Conta-se que no tempo do rapto de Prosérpina, as Sereias foram à terra de Apolo, isto é, a Sicília, e que Ceres, para puni-las por não haverem socorrido a sua filha, mudou-as em aves.

Ovídio, ao contrário, diz que as Sereias, desoladas com o rapto de Prosérpina, pediram aos deuses que lhes dessem asas para que fossem procurar a sua jovem companheira por toda a terra. Habitavam rochedos escarpados sobre as margens do mar, entre a ilha de Capri e a costa de Itália.

O oráculo predissera às Sereias que elas viveriam tanto tempo quanto pudessem deter os navegantes à sua passagem; mas desde que um só passasse sem para sempre ficar preso ao encanto das suas vozes e das suas palavras, elas morreriam. Por isso essas feiticeiras, sempre em vigília, não deixavam de deter pela sua harmonia todos os que chegavam perto delas e que cometiam a imprudência de escutar os seus cantos. Elas tão bem os encantavam e os seduziam que eles não pensavam mais no seu país, na sua família, em si mesmos; esqueciam de beber e de comer, e morriam por falta de alimento. A costa vizinha estava toda branca dos ossos daqueles que assim haviam perecido.

Entretanto, quando os Argonautas passaram nas suas paragens, elas fizeram vãos esforços para atraí-los. Orfeu, que estava embarcado no navio, tomou a sua lira e as encantou a tal ponto que elas emudeceram e atiraram os instrumentos ao mar.
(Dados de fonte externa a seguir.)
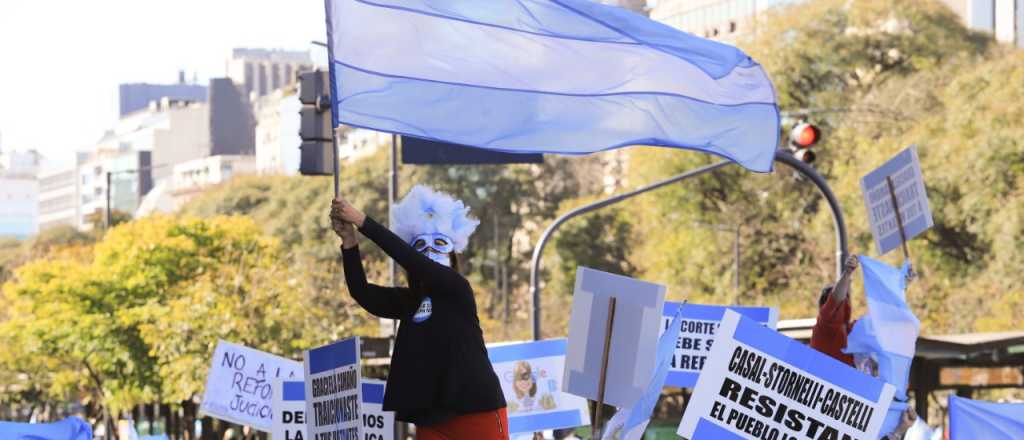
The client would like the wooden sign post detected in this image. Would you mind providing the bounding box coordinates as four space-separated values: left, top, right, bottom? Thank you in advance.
592 297 617 440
Ulisses, obrigado a passar com o seu navio adiante das Sereias, mas advertido por Circe, tapou com cera as orelhas de todos os seus companheiros, e se fez amarrar, de pés e mãos, a um mastro. Além disso, proibiu que o desligassem se, por acaso, ouvindo a voz da Sereias, ele exprimisse o desejo de parar. Não foram inúteis essas precauções. Ulisses, mal ouviu as suas doces palavras e as suas promessas sedutoras, apesar do aviso que recebera e da certeza de morrer, deu ordem aos companheiros que o soltassem, o que felizmente eles não fizeram. As Sereias, não tendo podido deter Ulisses, precipitaram-se no mar, e as pequenas ilhas rochosas que habitavam, defronte do promontório da Lucárnia foram chamadas Sirenusas.
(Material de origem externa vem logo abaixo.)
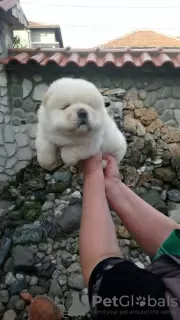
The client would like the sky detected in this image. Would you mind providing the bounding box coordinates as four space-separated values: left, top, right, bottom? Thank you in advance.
20 0 180 48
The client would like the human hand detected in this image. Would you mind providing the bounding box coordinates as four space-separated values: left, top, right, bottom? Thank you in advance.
103 154 121 191
79 151 103 176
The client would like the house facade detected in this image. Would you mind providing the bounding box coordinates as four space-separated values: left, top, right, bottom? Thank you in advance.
13 21 64 48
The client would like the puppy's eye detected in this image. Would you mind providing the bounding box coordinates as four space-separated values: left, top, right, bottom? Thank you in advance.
62 104 70 110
As Sereias são representadas ora com cabeça de mulher e corpo de pássaro, ora com todo o busto feminino e a forma de ave, da cintura até os pés. Nas mãos têm instrumentos: uma empunha uma lira, outra duas flautas, e a terceira gaitas campestres ou um rolo de música, como para cantar. Também pintam-nas com um espelho. Não há nem um autor antigo que nos tenha representado as Sereias como mulheres-peixe. Como muita gente atualmente as representam.

Pausânias conta ainda uma fábula sobre as Sereias: "As filhas de Aqueló, diz ele, encorajadas por Juno, pretenderam a glória de cantar melhor do que as Musas, e ousaram fazer-lhes um desafio, mas as Musas, tendo-as vencido, arrancaram-lhes as penas das asas, e com elas fizeram coroas." Com efeito, existem antigos monumentos que representam as Musas com uma pena na cabeça. Apesar de temíveis ou perigosas, as Sereias não deixaram de participar das honras divinas; tinham um templo perto de Sorrento.